Strategic Initiatives and Global Expansion Plans
The commercial objective is to ensure the long-term viability of the new league model “within five years” and to increase its appeal. In the past, parent corporations historically supporting rugby in Japan contributed 100% of revenue. However, in the future, increased revenue from broadcasting, marketing, and ticketing deals is anticipated to increase that proportion to 50%, with local Japanese talent also benefiting. Tamatsuka states, “Our goal with the new league was to strengthen and improve the national team so that it could rank among the top eight teams in the world.” “We appear to be progressing on the right track.”
By a memorandum of understanding with New Zealand Rugby, additional initiatives will include cross-border matches between four Japanese clubs and the Chiefs and Blues in February. This week, they signed a new agreement to broadcast League One games in South Africa and other interested territories.
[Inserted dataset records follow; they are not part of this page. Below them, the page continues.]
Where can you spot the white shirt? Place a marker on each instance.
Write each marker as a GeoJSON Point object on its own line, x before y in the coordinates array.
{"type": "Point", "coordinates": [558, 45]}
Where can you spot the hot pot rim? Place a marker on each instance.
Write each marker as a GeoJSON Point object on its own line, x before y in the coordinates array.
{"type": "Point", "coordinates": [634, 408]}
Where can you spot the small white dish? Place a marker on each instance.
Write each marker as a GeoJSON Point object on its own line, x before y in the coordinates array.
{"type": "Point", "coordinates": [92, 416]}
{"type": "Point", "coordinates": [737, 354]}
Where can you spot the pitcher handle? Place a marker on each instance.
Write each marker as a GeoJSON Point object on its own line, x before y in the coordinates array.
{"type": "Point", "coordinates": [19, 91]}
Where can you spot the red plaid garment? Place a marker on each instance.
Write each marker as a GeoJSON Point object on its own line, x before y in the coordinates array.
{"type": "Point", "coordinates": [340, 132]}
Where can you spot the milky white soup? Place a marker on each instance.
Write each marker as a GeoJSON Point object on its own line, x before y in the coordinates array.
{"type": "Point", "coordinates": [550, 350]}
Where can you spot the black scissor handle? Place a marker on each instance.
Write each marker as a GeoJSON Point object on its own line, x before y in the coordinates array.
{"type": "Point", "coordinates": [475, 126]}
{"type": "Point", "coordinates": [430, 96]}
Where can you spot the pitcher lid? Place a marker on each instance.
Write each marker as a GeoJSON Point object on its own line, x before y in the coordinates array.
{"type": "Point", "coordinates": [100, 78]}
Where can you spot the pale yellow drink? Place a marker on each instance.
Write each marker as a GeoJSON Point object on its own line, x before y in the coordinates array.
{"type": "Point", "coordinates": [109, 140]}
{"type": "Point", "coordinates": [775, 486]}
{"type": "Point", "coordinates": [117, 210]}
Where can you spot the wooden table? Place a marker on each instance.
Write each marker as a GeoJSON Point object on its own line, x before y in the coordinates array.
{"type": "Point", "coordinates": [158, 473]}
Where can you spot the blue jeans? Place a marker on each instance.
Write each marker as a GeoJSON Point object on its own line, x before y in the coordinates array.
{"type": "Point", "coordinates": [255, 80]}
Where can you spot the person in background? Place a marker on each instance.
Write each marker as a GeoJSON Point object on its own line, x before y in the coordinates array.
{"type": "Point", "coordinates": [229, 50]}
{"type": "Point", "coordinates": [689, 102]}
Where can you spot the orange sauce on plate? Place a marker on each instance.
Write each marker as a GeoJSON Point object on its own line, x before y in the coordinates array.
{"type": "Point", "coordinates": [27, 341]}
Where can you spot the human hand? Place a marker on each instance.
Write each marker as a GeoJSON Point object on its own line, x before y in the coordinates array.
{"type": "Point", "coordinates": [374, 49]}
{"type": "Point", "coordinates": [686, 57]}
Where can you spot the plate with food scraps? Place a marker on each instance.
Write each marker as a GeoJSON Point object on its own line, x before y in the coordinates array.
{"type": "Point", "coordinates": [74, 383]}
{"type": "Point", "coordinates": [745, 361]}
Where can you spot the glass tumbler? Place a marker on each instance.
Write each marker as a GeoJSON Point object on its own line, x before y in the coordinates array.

Tamatsuka states, “At this time, we have no intention of sending a team into Super Rugby.” “On the contrary, our objective is to broaden our prospects of competing in the future against leagues outside Japan, including those from Europe.”
Rugby’s Changing Landscape
Quite intriguing. Therefore, would Owen Farrell be welcomed if he ever considered visiting Japan? “He would be exceedingly held.
“Extremely, extremely welcome,” Tamatsuka exclaims at the instant. “Many of our highly skilled foreign employees are generating value within Japan.” This precisely matches the objective of the primary companies in their new business models and heightens their desire for additional assistance. But we already have so many outstanding athletes. Converting this information to a younger audience and non-rugby enthusiasts is difficult.
The forces of change are present. It is not in the long-term interests of any party for a single dominant league to hoard up all of the world’s talent. Still, parochial companies, loss-making clubs, and minimal overseas interest have no future either. Who would blame Farrell or Maro Itoje if, in the coming years, they desired to rejuvenate their bodies, minds, and bank accounts by spending a season or two in Tokyo?